# Whats it for ??



## ngzcaz (Sep 6, 2008)

On a recently purchased 1054 tube frame tractor I have what looks like a spinner on the left wheel only ( when you are sitting on the tractor ) You cant spin it tight against the housing. The tighter you make it the more it tightens the wheel from spinning when both wheels are jacked off the ground. The more you pin it outwards the easier it is to spin the wheel. There is a circlip that prevents you from spinning it all the way off the threaded shaft.
What is it and what's it for ?


----------



## chrpmaster (May 5, 2004)

I think that is a locking differential so that if you need the traction you can lock both wheels together so one won't spin without the other.

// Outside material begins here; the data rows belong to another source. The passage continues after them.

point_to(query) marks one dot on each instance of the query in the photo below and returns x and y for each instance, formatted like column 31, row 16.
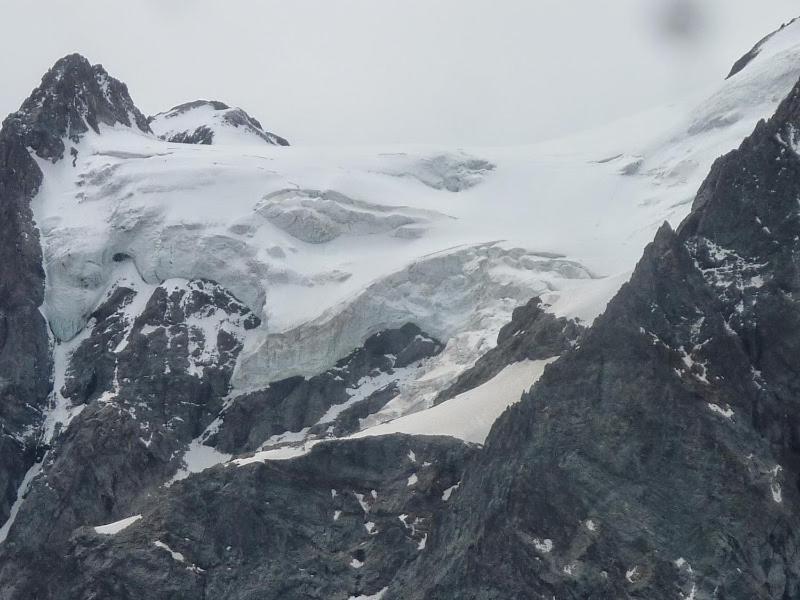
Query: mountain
column 249, row 371
column 210, row 122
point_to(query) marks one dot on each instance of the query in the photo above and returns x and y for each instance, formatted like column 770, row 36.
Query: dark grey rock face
column 532, row 334
column 297, row 403
column 339, row 522
column 745, row 60
column 73, row 97
column 660, row 458
column 150, row 384
column 204, row 134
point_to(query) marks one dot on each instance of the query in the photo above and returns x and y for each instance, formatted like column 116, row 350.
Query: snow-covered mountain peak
column 783, row 38
column 211, row 122
column 73, row 98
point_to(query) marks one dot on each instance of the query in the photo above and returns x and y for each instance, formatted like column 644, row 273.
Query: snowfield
column 331, row 245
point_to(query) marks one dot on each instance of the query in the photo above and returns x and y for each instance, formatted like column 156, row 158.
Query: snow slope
column 211, row 122
column 331, row 245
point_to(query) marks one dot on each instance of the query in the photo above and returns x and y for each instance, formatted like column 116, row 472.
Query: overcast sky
column 455, row 72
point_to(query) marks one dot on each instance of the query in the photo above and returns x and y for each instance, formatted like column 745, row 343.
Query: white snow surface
column 331, row 245
column 205, row 114
column 470, row 415
column 117, row 526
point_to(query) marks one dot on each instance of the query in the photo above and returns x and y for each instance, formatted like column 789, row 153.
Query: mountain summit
column 73, row 98
column 210, row 122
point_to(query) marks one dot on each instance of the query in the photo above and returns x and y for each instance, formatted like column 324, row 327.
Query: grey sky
column 395, row 71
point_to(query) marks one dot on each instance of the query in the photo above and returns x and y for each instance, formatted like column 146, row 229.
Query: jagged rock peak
column 74, row 97
column 209, row 122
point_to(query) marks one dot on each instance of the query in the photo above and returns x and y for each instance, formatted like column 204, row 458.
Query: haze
column 449, row 72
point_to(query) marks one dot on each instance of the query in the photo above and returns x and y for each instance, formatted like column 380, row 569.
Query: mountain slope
column 660, row 458
column 242, row 339
column 73, row 98
column 210, row 122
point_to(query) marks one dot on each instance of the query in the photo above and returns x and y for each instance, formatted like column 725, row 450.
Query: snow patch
column 117, row 526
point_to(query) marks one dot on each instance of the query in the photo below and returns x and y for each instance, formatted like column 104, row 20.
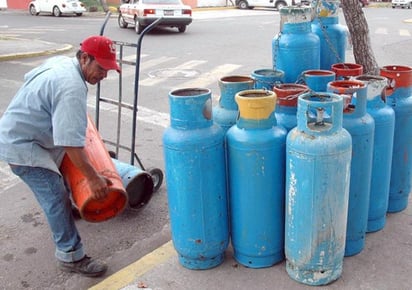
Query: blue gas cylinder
column 317, row 80
column 137, row 182
column 384, row 117
column 256, row 160
column 226, row 111
column 332, row 35
column 296, row 48
column 317, row 188
column 287, row 103
column 399, row 96
column 196, row 180
column 267, row 78
column 361, row 127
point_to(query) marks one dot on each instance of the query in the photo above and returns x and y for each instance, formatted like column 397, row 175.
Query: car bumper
column 73, row 10
column 175, row 21
column 400, row 5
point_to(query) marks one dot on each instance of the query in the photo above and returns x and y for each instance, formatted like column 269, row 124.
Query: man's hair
column 79, row 54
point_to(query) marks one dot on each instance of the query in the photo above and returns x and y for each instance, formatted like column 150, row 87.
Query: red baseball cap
column 103, row 50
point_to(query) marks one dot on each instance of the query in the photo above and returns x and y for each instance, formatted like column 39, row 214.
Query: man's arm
column 97, row 182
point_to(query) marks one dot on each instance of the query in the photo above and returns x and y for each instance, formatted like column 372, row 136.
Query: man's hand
column 99, row 186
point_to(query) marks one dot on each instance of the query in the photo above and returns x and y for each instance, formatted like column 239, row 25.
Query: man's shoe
column 86, row 267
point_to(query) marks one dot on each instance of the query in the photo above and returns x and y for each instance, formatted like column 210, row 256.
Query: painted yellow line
column 128, row 275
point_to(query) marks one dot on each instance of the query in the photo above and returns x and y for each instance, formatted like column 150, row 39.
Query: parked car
column 402, row 4
column 57, row 7
column 277, row 4
column 141, row 13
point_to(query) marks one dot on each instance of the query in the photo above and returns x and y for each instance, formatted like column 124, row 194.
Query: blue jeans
column 50, row 191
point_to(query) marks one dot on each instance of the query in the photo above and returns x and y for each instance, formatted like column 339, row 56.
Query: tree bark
column 359, row 33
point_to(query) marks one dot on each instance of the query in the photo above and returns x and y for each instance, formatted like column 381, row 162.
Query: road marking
column 212, row 76
column 187, row 65
column 129, row 70
column 381, row 30
column 128, row 275
column 404, row 32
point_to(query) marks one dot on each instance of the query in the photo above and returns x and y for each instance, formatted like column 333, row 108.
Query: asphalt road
column 216, row 44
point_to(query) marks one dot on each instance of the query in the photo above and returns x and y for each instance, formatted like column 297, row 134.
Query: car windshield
column 161, row 1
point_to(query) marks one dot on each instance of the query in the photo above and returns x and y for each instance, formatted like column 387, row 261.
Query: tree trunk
column 104, row 5
column 359, row 32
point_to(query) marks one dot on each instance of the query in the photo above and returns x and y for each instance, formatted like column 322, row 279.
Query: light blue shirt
column 48, row 112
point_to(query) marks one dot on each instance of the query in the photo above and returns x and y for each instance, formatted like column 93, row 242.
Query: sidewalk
column 15, row 48
column 384, row 264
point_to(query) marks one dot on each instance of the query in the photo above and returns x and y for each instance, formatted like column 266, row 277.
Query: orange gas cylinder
column 90, row 209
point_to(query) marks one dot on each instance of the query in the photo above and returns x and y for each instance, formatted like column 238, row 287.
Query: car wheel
column 182, row 28
column 33, row 11
column 138, row 27
column 243, row 4
column 56, row 11
column 280, row 4
column 121, row 22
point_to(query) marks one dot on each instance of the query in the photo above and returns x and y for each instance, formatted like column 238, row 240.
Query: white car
column 141, row 13
column 57, row 7
column 402, row 4
column 277, row 4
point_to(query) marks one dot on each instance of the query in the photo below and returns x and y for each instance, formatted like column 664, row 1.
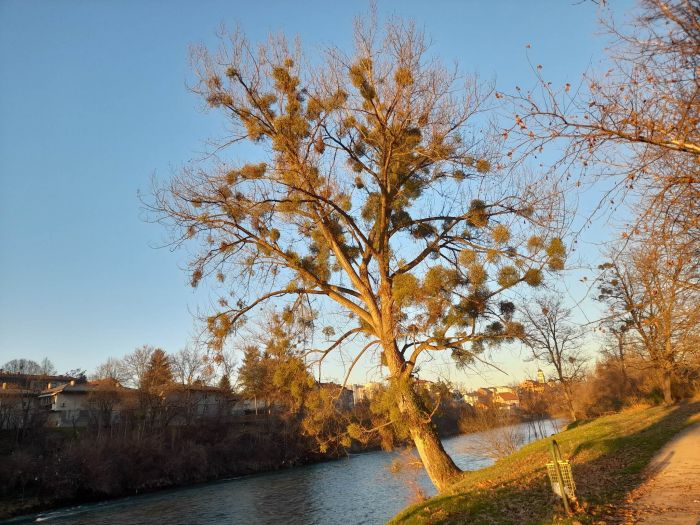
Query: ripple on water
column 362, row 489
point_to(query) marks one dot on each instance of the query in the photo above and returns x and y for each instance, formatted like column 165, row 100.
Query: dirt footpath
column 671, row 496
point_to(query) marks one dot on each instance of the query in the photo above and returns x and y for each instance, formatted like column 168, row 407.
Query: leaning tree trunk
column 666, row 386
column 569, row 401
column 437, row 462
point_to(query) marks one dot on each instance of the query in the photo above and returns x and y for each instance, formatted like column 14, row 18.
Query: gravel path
column 671, row 496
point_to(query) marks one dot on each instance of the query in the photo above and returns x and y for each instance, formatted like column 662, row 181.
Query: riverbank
column 60, row 469
column 608, row 455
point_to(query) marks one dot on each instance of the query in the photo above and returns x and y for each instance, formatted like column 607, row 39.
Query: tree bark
column 437, row 462
column 666, row 386
column 569, row 402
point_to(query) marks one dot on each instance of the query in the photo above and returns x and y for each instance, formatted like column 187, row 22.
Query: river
column 366, row 488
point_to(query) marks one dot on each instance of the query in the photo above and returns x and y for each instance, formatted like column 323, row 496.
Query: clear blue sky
column 93, row 102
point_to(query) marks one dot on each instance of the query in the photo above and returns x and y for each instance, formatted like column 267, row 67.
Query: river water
column 366, row 488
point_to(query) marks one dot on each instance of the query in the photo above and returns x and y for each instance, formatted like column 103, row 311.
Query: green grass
column 608, row 456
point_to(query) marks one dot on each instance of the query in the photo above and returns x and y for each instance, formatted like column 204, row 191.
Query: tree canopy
column 374, row 189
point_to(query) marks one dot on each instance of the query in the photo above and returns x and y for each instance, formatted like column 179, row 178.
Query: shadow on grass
column 608, row 462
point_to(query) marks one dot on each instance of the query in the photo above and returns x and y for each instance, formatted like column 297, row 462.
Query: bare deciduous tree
column 189, row 366
column 371, row 194
column 555, row 340
column 653, row 287
column 136, row 364
column 639, row 121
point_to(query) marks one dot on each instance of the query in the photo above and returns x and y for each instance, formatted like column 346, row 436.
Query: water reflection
column 362, row 489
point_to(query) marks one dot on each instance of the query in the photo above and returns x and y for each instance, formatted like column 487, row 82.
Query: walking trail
column 671, row 495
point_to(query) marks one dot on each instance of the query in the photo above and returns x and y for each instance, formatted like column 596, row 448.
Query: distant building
column 76, row 404
column 31, row 382
column 365, row 392
column 345, row 397
column 507, row 400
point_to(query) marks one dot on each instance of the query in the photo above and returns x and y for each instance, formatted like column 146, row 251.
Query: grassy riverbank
column 608, row 455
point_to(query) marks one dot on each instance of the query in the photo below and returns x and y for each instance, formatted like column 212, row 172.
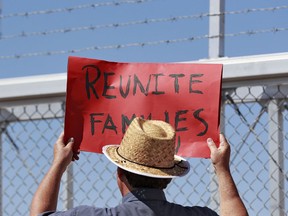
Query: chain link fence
column 254, row 119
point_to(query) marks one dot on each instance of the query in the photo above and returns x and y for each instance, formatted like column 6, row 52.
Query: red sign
column 103, row 97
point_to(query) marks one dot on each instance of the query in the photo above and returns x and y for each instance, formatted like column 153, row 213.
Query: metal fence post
column 67, row 195
column 216, row 28
column 276, row 164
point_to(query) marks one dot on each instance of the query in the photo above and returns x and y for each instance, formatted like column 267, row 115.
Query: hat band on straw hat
column 157, row 167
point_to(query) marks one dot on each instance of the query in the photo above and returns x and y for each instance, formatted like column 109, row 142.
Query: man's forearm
column 230, row 201
column 46, row 196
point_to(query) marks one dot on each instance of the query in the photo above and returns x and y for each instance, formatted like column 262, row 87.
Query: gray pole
column 216, row 28
column 1, row 174
column 276, row 164
column 0, row 19
column 216, row 50
column 67, row 195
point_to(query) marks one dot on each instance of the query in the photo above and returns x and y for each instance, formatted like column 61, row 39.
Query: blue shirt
column 148, row 202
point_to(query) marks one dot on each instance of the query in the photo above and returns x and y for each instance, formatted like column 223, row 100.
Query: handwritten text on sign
column 104, row 97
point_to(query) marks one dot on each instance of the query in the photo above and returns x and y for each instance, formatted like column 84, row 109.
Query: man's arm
column 230, row 201
column 46, row 196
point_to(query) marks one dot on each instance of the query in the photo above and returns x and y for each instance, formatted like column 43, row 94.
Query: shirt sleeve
column 77, row 211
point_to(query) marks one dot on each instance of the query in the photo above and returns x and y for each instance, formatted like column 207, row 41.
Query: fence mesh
column 255, row 121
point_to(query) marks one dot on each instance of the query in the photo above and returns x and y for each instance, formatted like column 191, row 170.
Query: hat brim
column 181, row 166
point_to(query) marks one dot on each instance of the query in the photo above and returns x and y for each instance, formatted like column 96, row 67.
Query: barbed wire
column 70, row 9
column 142, row 44
column 145, row 21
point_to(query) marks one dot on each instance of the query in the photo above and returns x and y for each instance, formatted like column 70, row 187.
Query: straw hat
column 147, row 149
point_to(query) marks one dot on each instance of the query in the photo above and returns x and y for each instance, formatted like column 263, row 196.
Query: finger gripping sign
column 103, row 98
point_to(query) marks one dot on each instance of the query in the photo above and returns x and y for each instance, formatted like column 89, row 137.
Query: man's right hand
column 220, row 156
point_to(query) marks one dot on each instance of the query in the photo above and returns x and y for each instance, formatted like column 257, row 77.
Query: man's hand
column 63, row 154
column 46, row 196
column 220, row 156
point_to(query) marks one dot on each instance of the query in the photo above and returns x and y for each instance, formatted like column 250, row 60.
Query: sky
column 38, row 36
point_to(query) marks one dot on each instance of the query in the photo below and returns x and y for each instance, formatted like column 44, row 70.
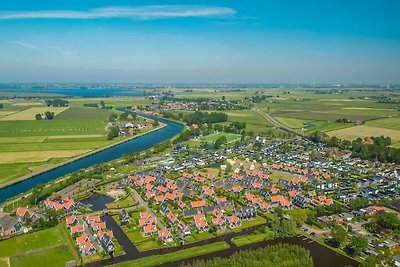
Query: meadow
column 30, row 242
column 29, row 145
column 231, row 137
column 29, row 114
column 365, row 131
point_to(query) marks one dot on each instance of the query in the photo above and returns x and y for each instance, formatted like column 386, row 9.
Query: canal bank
column 33, row 174
column 322, row 256
column 138, row 144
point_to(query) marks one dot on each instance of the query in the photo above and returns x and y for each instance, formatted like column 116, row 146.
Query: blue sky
column 200, row 41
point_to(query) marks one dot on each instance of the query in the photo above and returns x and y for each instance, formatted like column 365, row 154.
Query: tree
column 156, row 123
column 220, row 141
column 338, row 234
column 359, row 244
column 299, row 216
column 113, row 133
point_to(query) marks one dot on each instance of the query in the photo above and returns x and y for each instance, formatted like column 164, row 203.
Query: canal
column 134, row 145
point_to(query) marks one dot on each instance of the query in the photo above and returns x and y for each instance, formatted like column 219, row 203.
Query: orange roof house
column 198, row 204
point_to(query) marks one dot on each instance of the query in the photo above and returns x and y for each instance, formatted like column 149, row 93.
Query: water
column 97, row 202
column 138, row 144
column 95, row 92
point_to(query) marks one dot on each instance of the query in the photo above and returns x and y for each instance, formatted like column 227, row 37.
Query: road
column 144, row 204
column 277, row 124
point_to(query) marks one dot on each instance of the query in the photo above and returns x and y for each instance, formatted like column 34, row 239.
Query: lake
column 77, row 92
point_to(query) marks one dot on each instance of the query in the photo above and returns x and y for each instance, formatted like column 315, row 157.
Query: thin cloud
column 26, row 45
column 61, row 50
column 57, row 49
column 138, row 13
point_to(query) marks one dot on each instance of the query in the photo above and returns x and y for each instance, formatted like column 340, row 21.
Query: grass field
column 229, row 136
column 389, row 123
column 33, row 241
column 275, row 176
column 43, row 143
column 292, row 123
column 38, row 156
column 29, row 114
column 12, row 170
column 396, row 145
column 56, row 256
column 123, row 203
column 175, row 256
column 365, row 131
column 253, row 238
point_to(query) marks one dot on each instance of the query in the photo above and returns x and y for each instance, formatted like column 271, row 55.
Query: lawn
column 364, row 131
column 33, row 241
column 291, row 122
column 250, row 223
column 42, row 143
column 156, row 260
column 9, row 171
column 56, row 256
column 38, row 156
column 29, row 114
column 253, row 238
column 141, row 243
column 275, row 176
column 389, row 123
column 254, row 121
column 123, row 203
column 229, row 136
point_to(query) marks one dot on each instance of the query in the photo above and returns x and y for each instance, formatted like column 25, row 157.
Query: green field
column 175, row 256
column 229, row 136
column 29, row 114
column 292, row 123
column 253, row 238
column 34, row 241
column 254, row 121
column 35, row 145
column 56, row 256
column 389, row 123
column 365, row 131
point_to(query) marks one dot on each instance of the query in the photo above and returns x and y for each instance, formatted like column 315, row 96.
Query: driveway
column 144, row 204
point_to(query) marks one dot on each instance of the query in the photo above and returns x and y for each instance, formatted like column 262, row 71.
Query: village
column 183, row 198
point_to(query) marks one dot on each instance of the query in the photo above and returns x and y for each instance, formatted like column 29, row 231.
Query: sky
column 225, row 41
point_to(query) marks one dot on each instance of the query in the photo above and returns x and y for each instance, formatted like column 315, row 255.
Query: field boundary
column 32, row 174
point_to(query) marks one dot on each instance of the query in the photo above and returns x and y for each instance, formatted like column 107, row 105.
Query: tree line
column 275, row 255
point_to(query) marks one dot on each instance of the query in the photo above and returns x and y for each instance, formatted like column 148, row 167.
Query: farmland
column 365, row 131
column 28, row 145
column 29, row 114
column 229, row 136
column 34, row 241
column 44, row 248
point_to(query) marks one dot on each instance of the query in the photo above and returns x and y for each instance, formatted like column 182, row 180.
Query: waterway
column 87, row 92
column 134, row 145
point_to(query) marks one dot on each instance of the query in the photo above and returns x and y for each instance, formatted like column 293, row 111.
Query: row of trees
column 383, row 221
column 276, row 255
column 354, row 247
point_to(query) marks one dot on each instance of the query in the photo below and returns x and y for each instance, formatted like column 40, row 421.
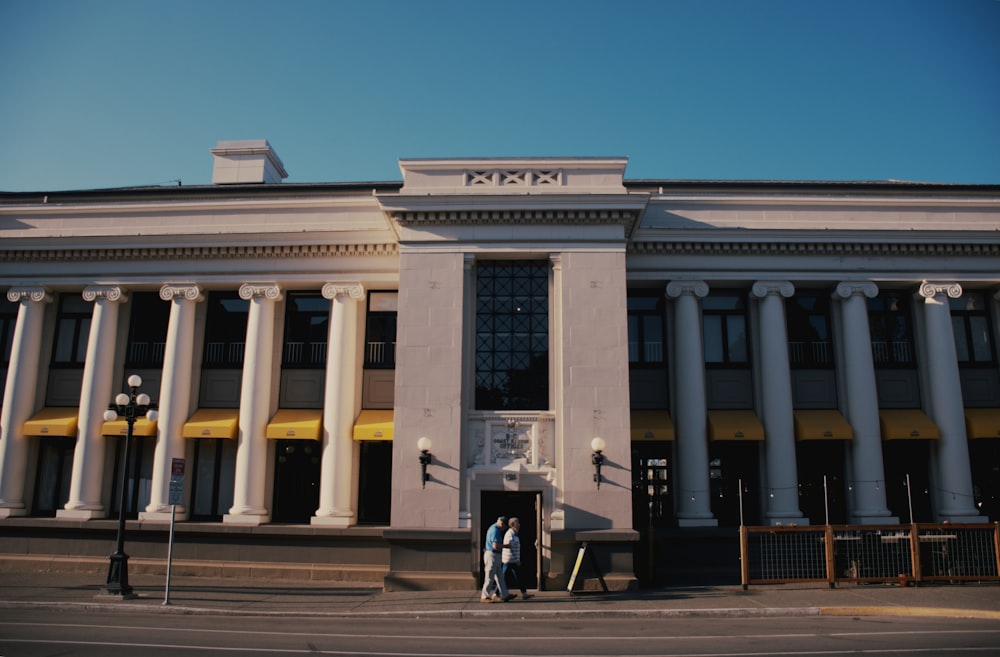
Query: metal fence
column 870, row 553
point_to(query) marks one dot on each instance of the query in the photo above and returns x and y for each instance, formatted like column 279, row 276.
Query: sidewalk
column 226, row 597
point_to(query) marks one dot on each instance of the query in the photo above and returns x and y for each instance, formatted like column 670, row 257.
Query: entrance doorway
column 527, row 506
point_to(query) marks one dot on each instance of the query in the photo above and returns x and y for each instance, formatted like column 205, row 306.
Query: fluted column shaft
column 339, row 406
column 95, row 395
column 776, row 403
column 19, row 395
column 694, row 504
column 255, row 406
column 868, row 503
column 953, row 496
column 175, row 393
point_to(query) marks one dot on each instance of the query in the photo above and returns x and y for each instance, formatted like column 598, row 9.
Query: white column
column 95, row 395
column 694, row 505
column 339, row 405
column 868, row 505
column 175, row 396
column 19, row 395
column 255, row 407
column 776, row 403
column 953, row 498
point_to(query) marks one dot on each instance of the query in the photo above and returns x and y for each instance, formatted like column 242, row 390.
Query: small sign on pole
column 176, row 497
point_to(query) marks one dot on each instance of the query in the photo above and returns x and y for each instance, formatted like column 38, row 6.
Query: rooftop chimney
column 246, row 161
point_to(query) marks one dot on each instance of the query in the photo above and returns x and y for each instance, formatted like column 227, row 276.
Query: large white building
column 755, row 352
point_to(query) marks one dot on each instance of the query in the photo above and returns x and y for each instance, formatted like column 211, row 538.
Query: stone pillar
column 255, row 407
column 96, row 392
column 953, row 498
column 868, row 505
column 694, row 506
column 175, row 396
column 19, row 395
column 776, row 403
column 339, row 405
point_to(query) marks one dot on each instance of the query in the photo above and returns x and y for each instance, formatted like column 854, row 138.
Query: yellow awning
column 119, row 427
column 374, row 425
column 822, row 425
column 734, row 425
column 53, row 421
column 213, row 423
column 982, row 422
column 296, row 423
column 907, row 423
column 652, row 425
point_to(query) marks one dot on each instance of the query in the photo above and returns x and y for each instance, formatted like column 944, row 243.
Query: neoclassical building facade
column 721, row 353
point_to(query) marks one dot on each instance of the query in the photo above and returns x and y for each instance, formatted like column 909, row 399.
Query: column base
column 332, row 521
column 79, row 514
column 245, row 520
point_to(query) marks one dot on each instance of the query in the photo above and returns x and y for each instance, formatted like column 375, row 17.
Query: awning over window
column 906, row 424
column 119, row 427
column 213, row 423
column 374, row 425
column 734, row 425
column 651, row 425
column 822, row 425
column 53, row 421
column 982, row 422
column 296, row 423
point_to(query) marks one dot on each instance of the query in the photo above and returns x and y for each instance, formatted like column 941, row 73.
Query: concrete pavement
column 257, row 597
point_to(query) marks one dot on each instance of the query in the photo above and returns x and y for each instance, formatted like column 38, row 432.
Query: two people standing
column 501, row 555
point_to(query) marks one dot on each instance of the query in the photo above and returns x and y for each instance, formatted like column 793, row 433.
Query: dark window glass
column 891, row 328
column 226, row 330
column 970, row 320
column 645, row 330
column 307, row 324
column 150, row 317
column 72, row 331
column 512, row 339
column 724, row 321
column 808, row 320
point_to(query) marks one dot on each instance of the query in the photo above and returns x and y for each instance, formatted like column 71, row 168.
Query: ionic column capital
column 848, row 289
column 107, row 292
column 677, row 289
column 34, row 293
column 929, row 289
column 762, row 289
column 189, row 291
column 270, row 291
column 352, row 289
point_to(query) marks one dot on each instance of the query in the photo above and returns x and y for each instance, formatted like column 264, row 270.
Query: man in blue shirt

It makes it kind of hard to turn corners but it would be effective if you're going in a straight line. I have one on my Yanmar SCUT but it is a foot pedal you stomp on if one tire starts spinning. After I am out of the slick area I release the pedal. 

Andy


----------



## ngzcaz (Sep 6, 2008)

According to another guy who just happened by today for a visit, you are exactly right. He had one and said the same thing. One down, a couple dozen to go as I come across them.. Thanks

NGZ


----------



## chrpmaster (May 5, 2004)

And my wife always wants me to quit wasting all this time on those tractor websites! Hang around and you too will pick up lots of useless information. 

Well I am glad it was useful for you. Keep us updated on your discoveries.

Andy


----------